The film director Steven Soderbergh may not have been sitting on a beach over the past few weeks, but it is surely no accident that he has finally reached an important decision about his life at this moment in the year. He has decided to become an artist.
Soderbergh has been in the film business, as director and producer for 25 years. Having directed such blockbusters as Ocean’s Eleven, he is now a major player. At the age of 48, though, he has decided to give it all up and paint pictures. Once he has completed the four major projects to which is committed, he will be bidding farewell to Hollywood to don an artist’s smock. According to the actor Matt Damon, he is “exhausted with everything that interested him”.
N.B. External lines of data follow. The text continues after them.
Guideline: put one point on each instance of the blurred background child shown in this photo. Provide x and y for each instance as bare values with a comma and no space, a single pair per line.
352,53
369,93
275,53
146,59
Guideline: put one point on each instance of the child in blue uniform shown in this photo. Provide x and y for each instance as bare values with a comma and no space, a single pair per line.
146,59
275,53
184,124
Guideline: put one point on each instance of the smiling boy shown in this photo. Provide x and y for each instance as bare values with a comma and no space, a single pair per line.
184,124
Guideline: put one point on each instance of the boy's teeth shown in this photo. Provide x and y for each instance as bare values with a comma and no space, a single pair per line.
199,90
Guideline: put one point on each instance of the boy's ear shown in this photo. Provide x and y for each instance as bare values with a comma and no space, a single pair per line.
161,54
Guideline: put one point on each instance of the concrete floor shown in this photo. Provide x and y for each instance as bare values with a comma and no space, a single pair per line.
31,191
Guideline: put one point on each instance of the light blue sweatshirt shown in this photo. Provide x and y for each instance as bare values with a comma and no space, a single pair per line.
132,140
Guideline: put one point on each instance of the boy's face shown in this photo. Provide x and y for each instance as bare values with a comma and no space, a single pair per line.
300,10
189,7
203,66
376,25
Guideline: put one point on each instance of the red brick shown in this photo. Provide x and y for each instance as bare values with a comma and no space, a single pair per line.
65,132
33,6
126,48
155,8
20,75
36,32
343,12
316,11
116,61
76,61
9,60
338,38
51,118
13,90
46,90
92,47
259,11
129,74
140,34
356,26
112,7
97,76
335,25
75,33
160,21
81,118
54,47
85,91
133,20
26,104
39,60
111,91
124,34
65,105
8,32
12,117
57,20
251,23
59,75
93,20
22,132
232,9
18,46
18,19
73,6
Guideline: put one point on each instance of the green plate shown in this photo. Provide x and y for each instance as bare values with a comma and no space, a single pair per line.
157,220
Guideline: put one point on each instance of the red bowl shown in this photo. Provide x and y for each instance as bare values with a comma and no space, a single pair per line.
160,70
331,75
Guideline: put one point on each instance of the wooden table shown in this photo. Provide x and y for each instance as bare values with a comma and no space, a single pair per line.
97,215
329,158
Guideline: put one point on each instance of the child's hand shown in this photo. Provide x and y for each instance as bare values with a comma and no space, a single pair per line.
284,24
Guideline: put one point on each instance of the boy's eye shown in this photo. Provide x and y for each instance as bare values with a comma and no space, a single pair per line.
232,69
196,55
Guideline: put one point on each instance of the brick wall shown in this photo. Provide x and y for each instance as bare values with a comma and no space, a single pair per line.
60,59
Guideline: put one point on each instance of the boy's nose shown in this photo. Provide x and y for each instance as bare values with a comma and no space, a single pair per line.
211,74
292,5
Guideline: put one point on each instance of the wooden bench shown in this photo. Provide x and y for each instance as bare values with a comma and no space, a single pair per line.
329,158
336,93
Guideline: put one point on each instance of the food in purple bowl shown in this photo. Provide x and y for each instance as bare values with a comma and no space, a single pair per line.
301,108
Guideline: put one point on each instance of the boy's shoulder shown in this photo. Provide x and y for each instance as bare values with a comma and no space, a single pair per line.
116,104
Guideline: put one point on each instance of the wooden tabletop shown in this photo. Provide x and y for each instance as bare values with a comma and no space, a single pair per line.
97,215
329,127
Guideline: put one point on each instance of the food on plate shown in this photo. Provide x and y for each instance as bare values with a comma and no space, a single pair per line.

He will have to be strong to resist the pressure on him to change his mind. When anyone who is established in a particular profession experiences this kind of career freakout in the middle of his life, those close to them tend to get a little rattled. Their own decisions and position are threatened and destabilised. The world somehow seems a scarier, less predictable place.
Soderbergh, like others who are mid-freakout, should ignore the naysayers and follow his instinct. Not only has he the wherewithal, and possibly even the talent, to survive as an artist, but the alternative is truly grim. He will become one of the frustrated millions who grow old believing that they could have had a more substantial and satisfying life if only they had had the nerve to leave the well-trodden path they had been following, and take a risk.
That restlessness is a powerful force. If your inner voice is telling you that, like Soderbergh, you have become exhausted with everything that interested you, that the future will be a matter of doing less well what you have already done, it should probably be heeded.
The advantage of an occasional personal earthquake is that the devastation caused can re-order the inner landscape and allow renewal. The death of a parent or loved one can provide the shake-up, as can redundancy. A divorce can do the job beautifully.
Sometimes, though, the earthquake needs to be self-generated. There may come a moment when the business of collaboration and teamwork becomes tiresome. The thought of yet another year dealing with an over-promoted tosser on the top floor, or a sharp-toothed jackal sitting at the next-door desk, suddenly becomes unbearable.
It is rare that a career freakout is a bad thing. The actors who decide to go on the road as musicians, the publishing editors, advertising copywriters or radio producers who leave corporate life to write books have a different look in their eyes once they have made the decision. The chill wind of freelance life makes them feel more alive.
Others provide themselves with a different kind of earthquake, abandoning the loneliness of working for themselves for the company and relative security of a job teaching, or working in an office or for a charity.
The end of the silly season is when an earthquake is mostly likely to strike. You don’t have to be a Hollywood director to take full advantage of it.